Désirée

Premier roman de Marie Frering.


Il en faut du tact, de la tendresse, de la spontanéité et des rêves pour réussir à donner de la lumière à une vie qui, dès son début, se trouve marquée par la noirceur et l’absence. Mais tout cela, cette dose d’énergie, cette envie de vivre et d’attiser sa curiosité, Désirée, la fillette obstinée dont on suit ici le parcours d’enfance, en a à revendre.

Début pourtant douloureux. Soutenus par les bras d’une tante qui officie en tant que sage-femme.

« Des coups de griffe acérés labourent la fripure du visage écarlate du nouveau-né, le dessillent sans pitié. Ses cris font enfin tressaillir la madone transpercée de douleur, un ahan la secoue, elle lâche l’infortunée et balance vers l’enfant sa lourde tête, comme un point d’exclamation. La lune s’amuse sur la dépouille de l’accouchée, la sculpte d’une dernière lumière, une lumière froide, métallique. »

L’enfant adoptée par l’oncle Pelam et la tante Nami est baptisée Désirée, tout simplement parce qu’elle l’était. Elle n’oublie pas sa mère morte. De temps à autre, elle lui rend visite, elle lui parle. Si sa solitude est le plus souvent aléatoire, c’est parce qu’elle sait l’agrémenter de présences affectives. Elle s’intéresse, par exemple, à toutes les « Désirée » qui, comme elle, ont eu du fil à retordre avec le destin. Ainsi Désirée, double chaloupe prise dans la tempête en voulant regagner le goulet de Brest en septembre 1806. Ou bien Désirée Lacédémone, née le 3 juillet 1706 de parents déportés en Virginie. Ou encore Désirée Foucher, étendeuse de papier, né en 1725 à Vésine, près de Montargis. Toutes s’assemblent pour constituer cette famille qu’elle n’a pas eu et qui s’agrandit grâce aux photos d’enfants seuls (en qui elle voit des orphelins) découpées sur les catalogues de vente par correspondance.

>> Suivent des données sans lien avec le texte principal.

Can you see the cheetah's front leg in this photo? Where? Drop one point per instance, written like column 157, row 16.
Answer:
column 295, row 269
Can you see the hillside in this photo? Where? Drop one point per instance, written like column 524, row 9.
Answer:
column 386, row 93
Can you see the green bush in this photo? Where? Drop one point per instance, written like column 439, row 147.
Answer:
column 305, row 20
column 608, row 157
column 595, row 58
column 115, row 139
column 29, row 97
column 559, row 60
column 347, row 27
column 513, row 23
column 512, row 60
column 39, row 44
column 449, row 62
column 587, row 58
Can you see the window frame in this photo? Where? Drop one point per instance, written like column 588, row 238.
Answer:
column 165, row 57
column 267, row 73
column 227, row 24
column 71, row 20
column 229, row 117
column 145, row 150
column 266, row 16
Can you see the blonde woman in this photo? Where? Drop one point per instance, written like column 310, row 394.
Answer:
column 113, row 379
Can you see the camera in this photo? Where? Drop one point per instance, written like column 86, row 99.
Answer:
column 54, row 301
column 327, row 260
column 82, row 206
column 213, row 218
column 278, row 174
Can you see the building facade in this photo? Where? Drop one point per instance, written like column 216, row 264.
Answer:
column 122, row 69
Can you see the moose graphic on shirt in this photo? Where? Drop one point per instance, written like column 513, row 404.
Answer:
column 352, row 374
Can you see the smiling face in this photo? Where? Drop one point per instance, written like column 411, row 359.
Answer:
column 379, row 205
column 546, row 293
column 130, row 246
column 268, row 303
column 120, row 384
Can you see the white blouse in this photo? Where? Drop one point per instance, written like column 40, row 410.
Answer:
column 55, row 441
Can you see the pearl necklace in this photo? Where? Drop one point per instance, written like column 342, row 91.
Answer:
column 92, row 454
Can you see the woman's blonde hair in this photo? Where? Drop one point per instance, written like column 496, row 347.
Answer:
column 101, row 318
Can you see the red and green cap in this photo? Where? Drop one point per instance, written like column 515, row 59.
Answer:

« Il s’agit de son peuple, trente pages d’un peuple d’enfants photographiés sans parents. Désirée tient un carnet aussi précis qu’un livre de loch et calqué sur le cahier de mesures de sa mère. »

D’autres encore l’accompagnent. Ce sont « les enfants posthumes » cachés au creux des livres. Il y a là « Rémi et ses chiens, Tom Sawyer, Huckleberry Finn, David Copperfield et d’autres éternels ». Alice, Tristram et compagnie ouvrent ainsi des brèches radieuses et s’y engouffrent avec confiance et naïveté.

« Désirée n’a pas de poupée. Elle a un livre qu’elle réveille le matin, qu’elle habille, qu’elle coiffe, à qui elle fait une toilette attentive. Un livre qu’elle déshabille le soir, qu’elle couche à ses côtés. »

Le roman de Marie Frering ne fait pas cent pages mais nous transporte sans préambule (phrases courtes, sautillantes, verbes perpétuellement conjugués au présent) dans des contrées étranges, étincelantes, heureuses, peuplées elles-mêmes de paysages et de personnages prompts à transmettre bonne humeur (et bonne nature) à tous ceux qui voudront bien s’y embarquer.


Marie Frering : Désirée, éditions Quidam.